Der nette Herr von nebenan

 

SS-Kriegsverbrecher Engel konnte trotz Selbstanzeige jahrzehntelang unerkannt in Hamburg leben »Ein sehr netter alter Herr«, so beschreibt eine Nachbarin den 92jährigen Friedrich Engel. Seit Jahrzehnten lebt der Wissenschaftler im Ruhestand, der seine Brötchen mit Holz- Im- und -Export verdiente, als unbescholtener Bürger im Hamburger Stadtteil Lokstedt.

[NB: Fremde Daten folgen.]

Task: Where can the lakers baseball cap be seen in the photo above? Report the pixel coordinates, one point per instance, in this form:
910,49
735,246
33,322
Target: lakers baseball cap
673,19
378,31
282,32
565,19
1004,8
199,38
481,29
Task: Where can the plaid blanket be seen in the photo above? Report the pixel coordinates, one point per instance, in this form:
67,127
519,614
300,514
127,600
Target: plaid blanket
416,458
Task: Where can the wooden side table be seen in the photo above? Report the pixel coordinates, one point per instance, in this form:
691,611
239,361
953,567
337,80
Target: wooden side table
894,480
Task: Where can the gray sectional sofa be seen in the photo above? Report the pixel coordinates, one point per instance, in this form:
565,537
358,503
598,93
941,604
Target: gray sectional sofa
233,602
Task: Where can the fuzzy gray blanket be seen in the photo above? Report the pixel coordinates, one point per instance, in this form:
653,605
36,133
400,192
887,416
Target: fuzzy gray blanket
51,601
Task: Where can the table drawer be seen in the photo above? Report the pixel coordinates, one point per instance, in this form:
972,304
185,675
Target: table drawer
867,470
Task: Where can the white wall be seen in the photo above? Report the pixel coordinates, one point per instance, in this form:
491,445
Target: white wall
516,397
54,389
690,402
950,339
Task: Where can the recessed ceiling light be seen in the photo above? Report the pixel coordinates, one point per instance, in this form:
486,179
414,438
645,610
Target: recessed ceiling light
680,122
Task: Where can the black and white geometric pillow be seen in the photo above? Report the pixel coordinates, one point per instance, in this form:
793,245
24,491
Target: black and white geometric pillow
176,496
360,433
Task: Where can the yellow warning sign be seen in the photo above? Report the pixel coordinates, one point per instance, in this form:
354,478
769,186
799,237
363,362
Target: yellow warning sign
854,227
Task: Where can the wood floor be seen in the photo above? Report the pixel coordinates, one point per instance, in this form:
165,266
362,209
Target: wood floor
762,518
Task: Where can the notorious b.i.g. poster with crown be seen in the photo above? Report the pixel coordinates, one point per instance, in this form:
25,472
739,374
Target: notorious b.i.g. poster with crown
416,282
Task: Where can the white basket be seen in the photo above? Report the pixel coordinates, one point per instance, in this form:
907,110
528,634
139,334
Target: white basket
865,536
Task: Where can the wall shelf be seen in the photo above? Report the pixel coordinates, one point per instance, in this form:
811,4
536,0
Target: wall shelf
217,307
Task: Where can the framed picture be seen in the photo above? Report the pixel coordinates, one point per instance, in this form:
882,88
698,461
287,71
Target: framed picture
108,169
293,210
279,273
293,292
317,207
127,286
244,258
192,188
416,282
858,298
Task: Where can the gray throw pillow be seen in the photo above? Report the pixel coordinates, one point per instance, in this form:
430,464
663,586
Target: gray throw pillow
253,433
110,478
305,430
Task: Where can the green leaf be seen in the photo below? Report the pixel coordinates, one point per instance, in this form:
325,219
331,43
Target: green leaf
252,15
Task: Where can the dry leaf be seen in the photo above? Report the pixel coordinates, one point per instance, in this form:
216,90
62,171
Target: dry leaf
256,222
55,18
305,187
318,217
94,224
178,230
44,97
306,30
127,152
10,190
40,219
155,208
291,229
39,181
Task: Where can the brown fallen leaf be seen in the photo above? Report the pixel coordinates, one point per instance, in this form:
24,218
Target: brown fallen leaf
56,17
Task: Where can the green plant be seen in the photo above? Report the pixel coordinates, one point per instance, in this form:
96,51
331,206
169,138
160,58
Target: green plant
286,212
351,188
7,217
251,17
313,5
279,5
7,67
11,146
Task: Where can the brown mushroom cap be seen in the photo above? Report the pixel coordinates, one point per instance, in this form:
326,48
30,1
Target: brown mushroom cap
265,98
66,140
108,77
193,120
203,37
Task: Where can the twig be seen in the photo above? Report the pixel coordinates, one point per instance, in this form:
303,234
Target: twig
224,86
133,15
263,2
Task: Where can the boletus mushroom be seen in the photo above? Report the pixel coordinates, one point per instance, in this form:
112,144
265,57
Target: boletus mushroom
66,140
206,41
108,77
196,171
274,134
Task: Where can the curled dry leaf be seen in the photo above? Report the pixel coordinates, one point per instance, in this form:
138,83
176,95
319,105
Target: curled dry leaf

Erst als er in italienischen Medien Schlagzeilen machte, wurden Hamburger Behörden auf ihn aufmerksam: Engel ist nicht der »nette, alte Herr« von nebenan, schließlich war er in der Zeit von 1944 bis 1945 Chef der SS und der Polizei in Genua. Im November 1999 war er in Turin von einem italienischen Militärgericht zu lebenslanger Haft verurteilt worden. Er wurde für schuldig befunden, während seiner Herrschaft 246 Menschen ermordet zu haben.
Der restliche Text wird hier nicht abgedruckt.